For Large sequence alignments 10,000s of sequences the PCA calculation seems to require a lot of memory but is not particularly CPU intensive and takes a number of days. I was wondering if there is a practical limit to the number of sequences for which a PCA can be calculated in Jalview? I was wondering if there is anyway to estimate the length of time the calculation could take?
Adrian
Hi Adrian.
You are absolutely correct that Jalview’s PCA calculation is quite inefficient. We haven’t really been focused on making it more memory efficient or faster because we always planned replace the in-app calculation with a web service, which is something we can now do more easily with the launch of slivka.
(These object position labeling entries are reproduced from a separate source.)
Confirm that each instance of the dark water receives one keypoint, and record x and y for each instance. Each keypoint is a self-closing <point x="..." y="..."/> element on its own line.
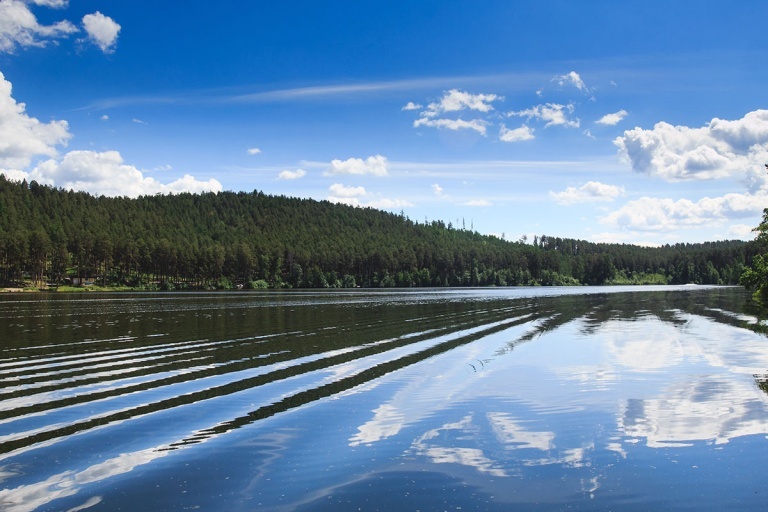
<point x="519" y="399"/>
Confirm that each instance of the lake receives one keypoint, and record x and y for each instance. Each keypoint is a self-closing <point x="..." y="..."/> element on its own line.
<point x="618" y="398"/>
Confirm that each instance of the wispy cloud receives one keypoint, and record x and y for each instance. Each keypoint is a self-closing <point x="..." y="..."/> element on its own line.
<point x="572" y="79"/>
<point x="517" y="134"/>
<point x="613" y="119"/>
<point x="292" y="175"/>
<point x="592" y="191"/>
<point x="374" y="165"/>
<point x="552" y="113"/>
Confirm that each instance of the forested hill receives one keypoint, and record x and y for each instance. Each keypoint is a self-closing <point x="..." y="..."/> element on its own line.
<point x="228" y="239"/>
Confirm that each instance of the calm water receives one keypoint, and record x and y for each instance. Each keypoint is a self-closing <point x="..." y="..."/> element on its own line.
<point x="514" y="399"/>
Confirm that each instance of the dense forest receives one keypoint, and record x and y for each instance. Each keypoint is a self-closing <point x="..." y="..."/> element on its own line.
<point x="51" y="237"/>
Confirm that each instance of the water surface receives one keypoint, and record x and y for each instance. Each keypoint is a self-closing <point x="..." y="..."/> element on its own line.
<point x="495" y="399"/>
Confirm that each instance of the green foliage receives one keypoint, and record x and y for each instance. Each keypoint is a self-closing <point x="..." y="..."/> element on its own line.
<point x="250" y="240"/>
<point x="755" y="276"/>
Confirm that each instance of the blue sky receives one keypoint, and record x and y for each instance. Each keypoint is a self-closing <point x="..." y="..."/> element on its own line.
<point x="630" y="122"/>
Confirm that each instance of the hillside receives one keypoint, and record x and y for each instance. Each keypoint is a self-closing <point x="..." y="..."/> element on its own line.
<point x="233" y="239"/>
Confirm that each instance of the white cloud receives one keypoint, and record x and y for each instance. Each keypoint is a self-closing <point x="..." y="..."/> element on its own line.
<point x="478" y="125"/>
<point x="452" y="102"/>
<point x="292" y="175"/>
<point x="573" y="79"/>
<point x="102" y="31"/>
<point x="106" y="174"/>
<point x="741" y="231"/>
<point x="339" y="190"/>
<point x="19" y="27"/>
<point x="552" y="113"/>
<point x="613" y="119"/>
<point x="516" y="134"/>
<point x="592" y="191"/>
<point x="456" y="100"/>
<point x="664" y="215"/>
<point x="343" y="194"/>
<point x="375" y="165"/>
<point x="23" y="137"/>
<point x="718" y="150"/>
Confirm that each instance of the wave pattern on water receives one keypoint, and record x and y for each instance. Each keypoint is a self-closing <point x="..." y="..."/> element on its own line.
<point x="144" y="376"/>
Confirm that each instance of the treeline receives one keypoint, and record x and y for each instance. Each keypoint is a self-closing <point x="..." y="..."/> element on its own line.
<point x="51" y="236"/>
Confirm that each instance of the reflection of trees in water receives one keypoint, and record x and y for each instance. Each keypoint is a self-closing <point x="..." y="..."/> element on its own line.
<point x="723" y="305"/>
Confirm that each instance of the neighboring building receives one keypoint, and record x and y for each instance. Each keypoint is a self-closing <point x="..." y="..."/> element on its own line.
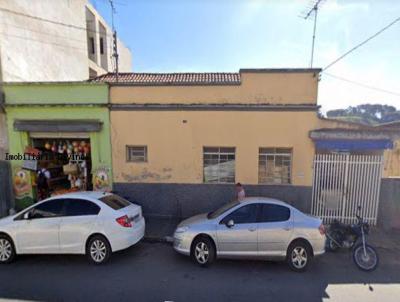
<point x="59" y="40"/>
<point x="55" y="41"/>
<point x="69" y="124"/>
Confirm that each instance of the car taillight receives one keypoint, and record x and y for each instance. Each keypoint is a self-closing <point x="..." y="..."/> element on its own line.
<point x="124" y="221"/>
<point x="321" y="229"/>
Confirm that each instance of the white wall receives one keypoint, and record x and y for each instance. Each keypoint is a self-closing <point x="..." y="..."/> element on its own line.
<point x="36" y="50"/>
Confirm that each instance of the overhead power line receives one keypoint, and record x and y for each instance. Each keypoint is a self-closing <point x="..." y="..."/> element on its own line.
<point x="314" y="9"/>
<point x="362" y="43"/>
<point x="362" y="84"/>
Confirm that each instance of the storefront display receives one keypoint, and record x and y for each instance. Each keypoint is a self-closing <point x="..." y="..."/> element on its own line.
<point x="68" y="162"/>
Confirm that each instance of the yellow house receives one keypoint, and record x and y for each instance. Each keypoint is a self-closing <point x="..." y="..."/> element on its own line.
<point x="180" y="141"/>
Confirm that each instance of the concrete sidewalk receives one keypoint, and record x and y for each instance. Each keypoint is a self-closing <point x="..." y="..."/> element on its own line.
<point x="161" y="229"/>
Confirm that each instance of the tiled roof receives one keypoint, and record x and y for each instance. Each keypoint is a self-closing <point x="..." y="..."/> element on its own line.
<point x="187" y="78"/>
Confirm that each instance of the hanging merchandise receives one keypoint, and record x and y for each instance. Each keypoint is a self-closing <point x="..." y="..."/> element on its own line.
<point x="54" y="147"/>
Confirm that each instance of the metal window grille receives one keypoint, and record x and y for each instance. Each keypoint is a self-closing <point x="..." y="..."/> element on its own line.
<point x="137" y="154"/>
<point x="274" y="165"/>
<point x="219" y="164"/>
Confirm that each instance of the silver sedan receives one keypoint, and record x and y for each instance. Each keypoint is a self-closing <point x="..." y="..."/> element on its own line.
<point x="256" y="228"/>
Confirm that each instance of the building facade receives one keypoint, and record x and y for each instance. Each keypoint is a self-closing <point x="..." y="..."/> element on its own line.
<point x="54" y="41"/>
<point x="63" y="128"/>
<point x="181" y="141"/>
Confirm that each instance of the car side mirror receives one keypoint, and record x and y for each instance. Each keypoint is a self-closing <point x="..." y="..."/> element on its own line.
<point x="28" y="215"/>
<point x="230" y="223"/>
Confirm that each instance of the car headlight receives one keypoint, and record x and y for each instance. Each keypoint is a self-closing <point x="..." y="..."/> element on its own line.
<point x="182" y="229"/>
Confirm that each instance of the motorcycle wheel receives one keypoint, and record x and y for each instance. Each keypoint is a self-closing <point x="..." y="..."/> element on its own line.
<point x="366" y="262"/>
<point x="331" y="245"/>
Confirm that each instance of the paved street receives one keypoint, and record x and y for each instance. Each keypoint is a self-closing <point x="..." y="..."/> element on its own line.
<point x="154" y="272"/>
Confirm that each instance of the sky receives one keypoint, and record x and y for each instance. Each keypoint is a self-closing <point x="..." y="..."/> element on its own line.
<point x="226" y="35"/>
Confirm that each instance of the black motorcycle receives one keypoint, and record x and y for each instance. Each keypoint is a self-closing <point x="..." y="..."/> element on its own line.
<point x="341" y="235"/>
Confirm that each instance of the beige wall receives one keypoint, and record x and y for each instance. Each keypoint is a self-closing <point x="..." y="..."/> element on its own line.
<point x="257" y="87"/>
<point x="175" y="148"/>
<point x="391" y="166"/>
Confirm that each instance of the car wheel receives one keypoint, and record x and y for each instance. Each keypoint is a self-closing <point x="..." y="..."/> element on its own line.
<point x="7" y="250"/>
<point x="299" y="256"/>
<point x="98" y="250"/>
<point x="203" y="251"/>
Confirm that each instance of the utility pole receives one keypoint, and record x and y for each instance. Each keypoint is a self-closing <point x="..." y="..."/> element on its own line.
<point x="313" y="9"/>
<point x="115" y="41"/>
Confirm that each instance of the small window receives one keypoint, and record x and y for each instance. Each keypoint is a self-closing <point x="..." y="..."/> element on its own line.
<point x="115" y="202"/>
<point x="48" y="209"/>
<point x="92" y="45"/>
<point x="274" y="213"/>
<point x="274" y="165"/>
<point x="245" y="214"/>
<point x="80" y="207"/>
<point x="101" y="45"/>
<point x="136" y="154"/>
<point x="219" y="164"/>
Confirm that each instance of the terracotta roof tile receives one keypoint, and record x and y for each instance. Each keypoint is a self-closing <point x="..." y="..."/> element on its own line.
<point x="209" y="78"/>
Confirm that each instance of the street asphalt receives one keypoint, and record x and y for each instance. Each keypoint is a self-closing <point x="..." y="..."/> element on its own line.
<point x="154" y="272"/>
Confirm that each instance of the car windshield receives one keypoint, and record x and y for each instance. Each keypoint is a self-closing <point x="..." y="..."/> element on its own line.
<point x="221" y="210"/>
<point x="115" y="202"/>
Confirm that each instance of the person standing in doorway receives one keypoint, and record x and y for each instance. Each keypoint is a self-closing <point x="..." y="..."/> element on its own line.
<point x="43" y="176"/>
<point x="240" y="194"/>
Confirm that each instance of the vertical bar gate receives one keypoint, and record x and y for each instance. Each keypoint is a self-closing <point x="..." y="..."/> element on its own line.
<point x="342" y="182"/>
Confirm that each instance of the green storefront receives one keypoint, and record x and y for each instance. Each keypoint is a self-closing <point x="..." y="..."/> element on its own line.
<point x="63" y="128"/>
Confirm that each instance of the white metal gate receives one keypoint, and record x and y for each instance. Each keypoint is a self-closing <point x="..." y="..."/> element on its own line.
<point x="342" y="182"/>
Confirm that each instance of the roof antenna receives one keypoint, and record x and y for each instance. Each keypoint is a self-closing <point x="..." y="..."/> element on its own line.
<point x="313" y="9"/>
<point x="115" y="40"/>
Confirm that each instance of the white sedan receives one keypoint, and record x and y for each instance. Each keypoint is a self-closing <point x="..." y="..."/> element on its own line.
<point x="91" y="223"/>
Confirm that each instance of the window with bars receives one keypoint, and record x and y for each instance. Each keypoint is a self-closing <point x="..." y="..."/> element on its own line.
<point x="274" y="165"/>
<point x="136" y="154"/>
<point x="219" y="164"/>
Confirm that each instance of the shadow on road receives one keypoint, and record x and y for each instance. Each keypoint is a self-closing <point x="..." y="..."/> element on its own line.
<point x="154" y="272"/>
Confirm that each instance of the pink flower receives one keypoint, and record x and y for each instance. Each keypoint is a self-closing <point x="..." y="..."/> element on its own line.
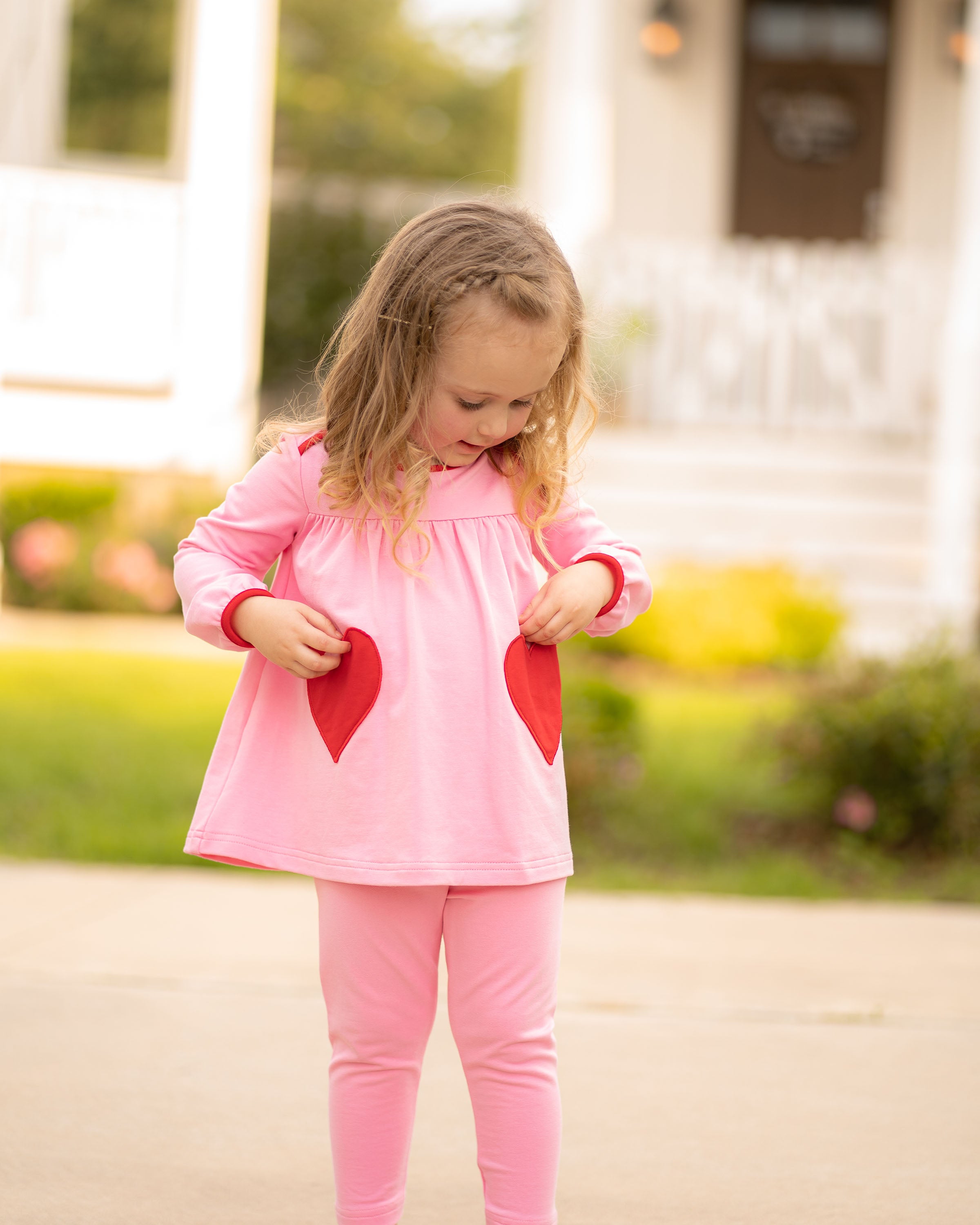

It would certainly be possible to perform some benchmarking - I would expect Jalview’s calculation to be fairly predictable in its performance barring issues due to the JVM’s garbage collector. When @morellthomas added PaSiMap they also implemented a progress bar/estimator which we could look at improving.
Please get in contact direct via my Dundee email if you’d like to explore other options..!
Jim
I got a chance to benchmark my problem (650 columns * sequences) and model the length of time the calculation took to perform a basic PCA on a windows 11 computer. As the calculation is not CPU intensive the length of time to take the calculation is probably informative.
Time in seconds = 1.47668496473e-8 * sequences ^ 3.08800867902526
So time is proportional to the cube of the number of sequences. This table gives an idea how this plays out.
| Time |
Sequences |
|
|
| 1 minute |
1300 |
|
|
| 1 hour |
4900 |
|
|
| 1/2 day |
10900 |
|
|
| 1 days |
13600 |
|
|
| 1 week |
25600 |
|
|
| 2 weeks |
32000 |
|
|
| 1 month (30 days) |
41000 |
|
|
| 2 months (60 days) |
51,300 |
|
|
In terms of memory for 30,000 sequences (the largest PCA tried) the calculation used up to 27GB but about a week into the calculation it used for a relatively short amount of time 38GB which would result in an out of memory error for 32GB machines.
So summing up, the limit to PCA size of calculation with Jalview is time (predictable) and peak memory usage (not easy to predict) .